Rising sea surface temps are particularly devastating. Increases have “drastic impacts on fisheries and the ecosystems,” Svenja Ryan, a research associate at the Woods Hole Oceanographic Institution (WHOI), told the Boston Globe. “Our coastal community really strongly depends on fisheries, such as lobsters. … They’re actually moving further northward into Canadian waters, where they’re facing a habitat that they’re more used to from the past.”
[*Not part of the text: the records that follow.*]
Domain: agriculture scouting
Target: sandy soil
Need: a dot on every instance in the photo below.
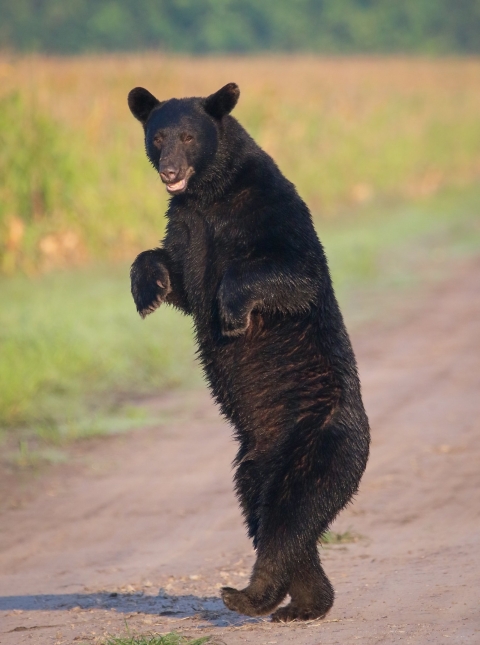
(145, 527)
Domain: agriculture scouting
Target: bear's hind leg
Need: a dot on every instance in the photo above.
(268, 586)
(310, 591)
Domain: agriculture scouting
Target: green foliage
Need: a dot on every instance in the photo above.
(346, 26)
(36, 177)
(74, 350)
(165, 639)
(74, 339)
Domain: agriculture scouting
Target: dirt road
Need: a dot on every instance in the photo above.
(145, 527)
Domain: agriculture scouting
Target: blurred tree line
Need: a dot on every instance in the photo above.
(201, 26)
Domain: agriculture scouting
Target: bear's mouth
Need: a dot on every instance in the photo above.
(177, 187)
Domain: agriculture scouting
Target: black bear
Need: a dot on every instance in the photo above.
(241, 256)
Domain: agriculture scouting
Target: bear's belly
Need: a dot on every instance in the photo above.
(272, 377)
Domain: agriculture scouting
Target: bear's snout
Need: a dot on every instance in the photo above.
(175, 179)
(169, 174)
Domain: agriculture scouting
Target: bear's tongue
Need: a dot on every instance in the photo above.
(179, 185)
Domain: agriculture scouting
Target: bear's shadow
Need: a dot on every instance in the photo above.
(209, 609)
Final Thoughts about Marine Habitability

The beloved puffin population, long stressed, took an alarming hit last summer as water temperatures in the Gulf of Maine surged to record highs. The seabirds struggled to find enough to eat, and the number of surviving chicks plummeted to about a quarter, down from about two-thirds in a typical year. Now redlisted as an endangered species, as temperatures rise, their prey, like herring and hake, seek colder, deeper waters or move farther offshore beyond the reach of the seabirds.

The ocean is warming at an “alarmingly” fast rate, according to NOAA.

The temperature spike is one more in a series of menacing indicators of how global warming is undermining the rich marine world off New England. Dire consequences, such as the loss of marine species, some of which are major sources of food and commercial fishing activities, and rising sea levels can unalterably damage coastal communities.

Not everyone sees the rising sea temps and the perils confronting marine habitability in the same way. Janet Duffy-Anderson, chief scientific officer of the Gulf of Maine Research Institute, says that, although lobsters are moving north, warmer waters are bringing more species farther north from the Mid-Atlantic, including sea bass, squid, and blue crabs. She believes strong stewardship and patterns of adaptation on the part of New England fisheries can redirect the industry and maintain a “robust blue economy.”